It’s Not Armageddon. It’s Just July…
According to CNBC on Monday, prices “plunged,” and the day was filled with experts giving all parties lots of reasons for “why it happened.”
Just days later and those reasons seem to have all mysteriously disappeared.
But rest assured, as soon as they can figure out how markets are also bad for you because they’ve essentially returned this week to where they started, the next drama will find another baseless foundation.
Folks, July is almost always choppy after a “big up” in the first half of a year - Delta variant or no Delta variant.
And in fact, many things have actually never been better.
First the AAII Latest Data
Notice above that, as July unfolded, bullish readings evaporated.
We now can see that 70% of the audience no longer feels good about the future.
These readings are a tad bit different from the Fear and Greed Index – as the latter is live and the former is a weekly survey released in the early morning hours every Thursday.
But the message here is that 70% of the audience does not like the market. This is superb given we are roughly 2-3% off all-time highs in a month that is expected to be choppy after a major move up for the first half of the year.
This is the snapshot at the so-called “perilous” lows reached on Monday:
Yep, that’s a “16.”
It means that 86% of the market did not like stocks when they were 1,000 points lower than they are now.
And with stocks basically back to where we started the week – choppy as it may feel – the latest data shows this:
Yep. That’s now a “24.”
That means it’s actually lower than the readings of Friday – before the week started. This continues to prove out what we have touched on often this year. We are in a strange window of time where the larger the number gets, the scarier any price action feels.
Bonds sure seemed to have reacted to the fear wave, dropping all the way to this on Monday:
Ehh, but then they rallied all the way back to this today:
This reading is 50 basis points lower than in mid-March when the squawk of the day was all about how inflation was going to destroy the economy.
It’s the silly season, folks. Don’t overreact, even when things are choppy.
Speaking of Earnings…
They continue to surprise to the upside.
When the season began – the expected growth rate was a hair over 67% – a stunning figure lapping the shutdown lows last year.
With roughly 15% of the S&P reported (meaning a long way to go still), that number is already dust in the wind.
The latest expected increase YOY is now over 71% – and rising – with revenues up over 19%.
For the 73 S&P 500 members that have reported Q2 results already, total earnings are up +108.2% on +15.5% higher revenues, with 89% beating EPS estimates and 83.6% topping revenue.
While the outsized earnings growth pace is mostly due to easy comparisons, primarily in the Finance sector, the performance on the revenue front (growth rate as well as beats percentage) is tracking above what we have been seeing in other recent periods.

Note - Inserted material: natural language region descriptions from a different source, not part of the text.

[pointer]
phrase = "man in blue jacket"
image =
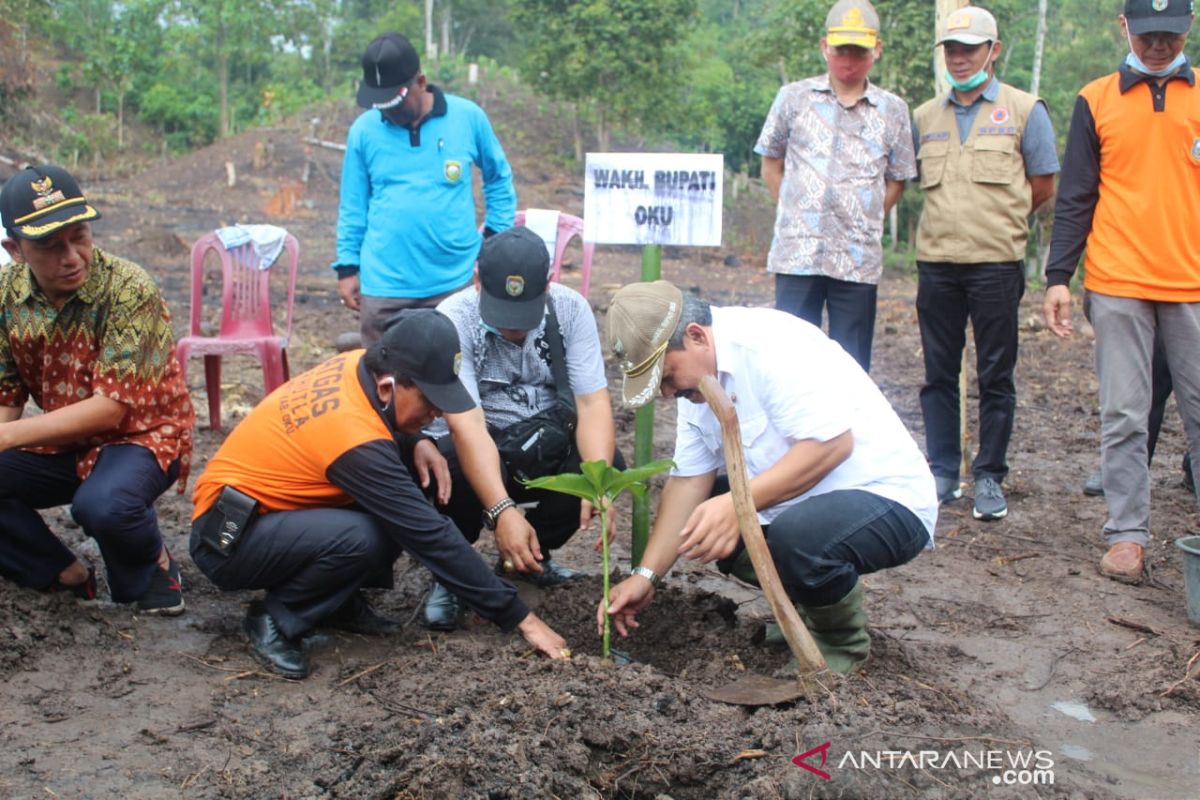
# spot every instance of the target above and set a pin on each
(406, 222)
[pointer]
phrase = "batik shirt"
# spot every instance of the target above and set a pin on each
(514, 382)
(113, 338)
(829, 217)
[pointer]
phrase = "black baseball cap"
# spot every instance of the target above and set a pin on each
(389, 62)
(423, 346)
(514, 272)
(1158, 16)
(39, 200)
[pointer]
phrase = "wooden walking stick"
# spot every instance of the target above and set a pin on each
(808, 656)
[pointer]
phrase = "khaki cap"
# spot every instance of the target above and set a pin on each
(641, 319)
(852, 22)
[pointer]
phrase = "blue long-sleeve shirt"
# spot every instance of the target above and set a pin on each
(407, 211)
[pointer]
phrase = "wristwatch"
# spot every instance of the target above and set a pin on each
(648, 573)
(492, 515)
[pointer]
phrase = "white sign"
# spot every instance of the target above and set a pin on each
(653, 198)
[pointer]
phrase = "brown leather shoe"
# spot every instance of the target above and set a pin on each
(1123, 563)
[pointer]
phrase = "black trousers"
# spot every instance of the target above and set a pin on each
(310, 561)
(556, 517)
(989, 295)
(851, 308)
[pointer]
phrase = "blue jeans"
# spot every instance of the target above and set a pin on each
(114, 506)
(851, 308)
(989, 295)
(822, 545)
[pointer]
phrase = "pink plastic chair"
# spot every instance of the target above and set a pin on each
(568, 228)
(246, 324)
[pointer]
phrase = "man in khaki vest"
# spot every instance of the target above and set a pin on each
(987, 158)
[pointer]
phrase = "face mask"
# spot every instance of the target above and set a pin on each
(1134, 62)
(975, 80)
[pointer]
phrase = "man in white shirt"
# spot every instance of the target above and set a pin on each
(840, 486)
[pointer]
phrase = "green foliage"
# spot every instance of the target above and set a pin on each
(600, 483)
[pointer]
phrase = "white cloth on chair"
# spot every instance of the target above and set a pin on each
(544, 222)
(267, 240)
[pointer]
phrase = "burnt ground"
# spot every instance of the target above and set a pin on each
(975, 643)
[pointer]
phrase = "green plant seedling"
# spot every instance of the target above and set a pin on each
(600, 483)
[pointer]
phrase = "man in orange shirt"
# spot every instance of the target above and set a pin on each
(1131, 193)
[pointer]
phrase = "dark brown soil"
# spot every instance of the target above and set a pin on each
(973, 643)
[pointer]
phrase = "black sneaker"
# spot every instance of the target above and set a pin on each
(948, 488)
(85, 590)
(165, 597)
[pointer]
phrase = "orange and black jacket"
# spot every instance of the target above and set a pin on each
(323, 440)
(1131, 188)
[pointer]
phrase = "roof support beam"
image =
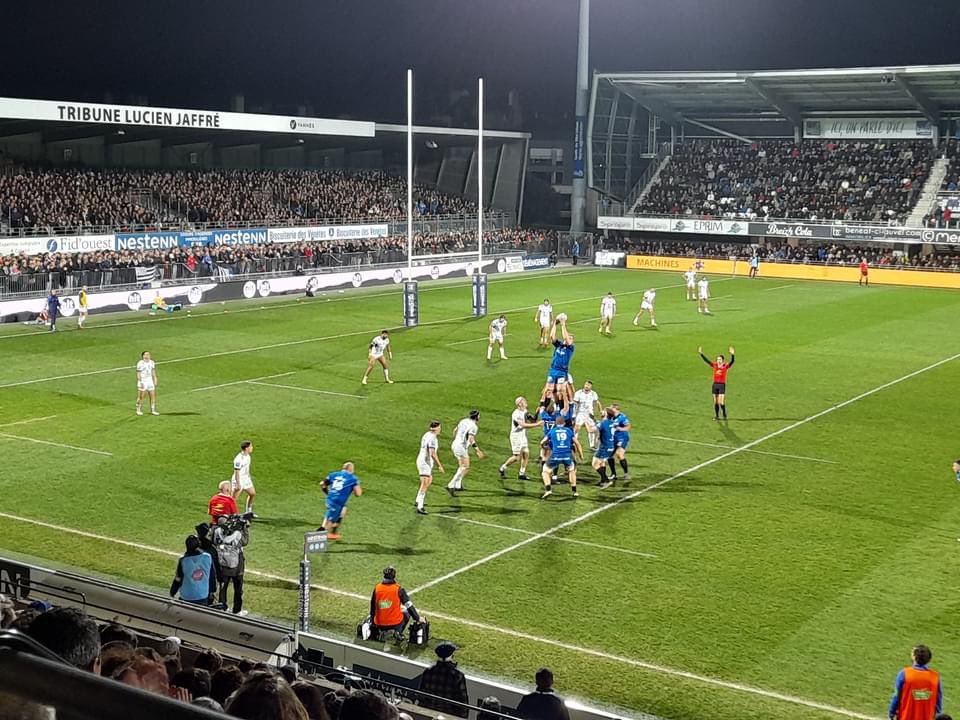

Easy comparisons and reserve releases are driving the outsized earnings growth for the Finance sector. Excluding the unusually high Finance sector earnings growth, total Q2 earnings growth for the remainder of the index members that have reported results would be up +54.4% on +20.9% higher revenues.
Looking at Q2 as a whole, combining the actual results for the 73 index members that have reported with estimates for the still-to-come companies, total S&P 500 earnings are expected to be up +71.3% from the same period last year on +19.4% higher revenues, with the growth rate steadily going up as companies continue to report “better-than-expected” results.
So, Mike, Why In The Heck Are People Selling…?
Well, I suspect it’s because we’ve entered this strange, but deep-seeded, perspective that mandates “All things end badly,” as the concept of “peak” plays havoc with common sense.
It’s a perspective that destroys your ability to build wealth.
The bottom line is that we are approaching $200 / share in earnings for the S&P 500 in 2021, and the numbers for 2022 are just beginning to “show up” in conversation.
At $215-$225 for 2022, you have an S&P prices at somewhere around a P/E of 19.5 times that midrange for 2022 earnings. This stand against a 10-year US Government Bond at slightly over 78 times earnings.
Can you guess which one of those avenues will perform better over the next 10 years – inclusive of all the storms to come?
Home On The Summer Range…
The choppiness we suspected is upon us.
It doesn’t feel good short-term – selling windows never do.
But is has created what we wanted it to create - fear, and a new foundation of trade range activity which tends to form the base for the next surprise to the upside.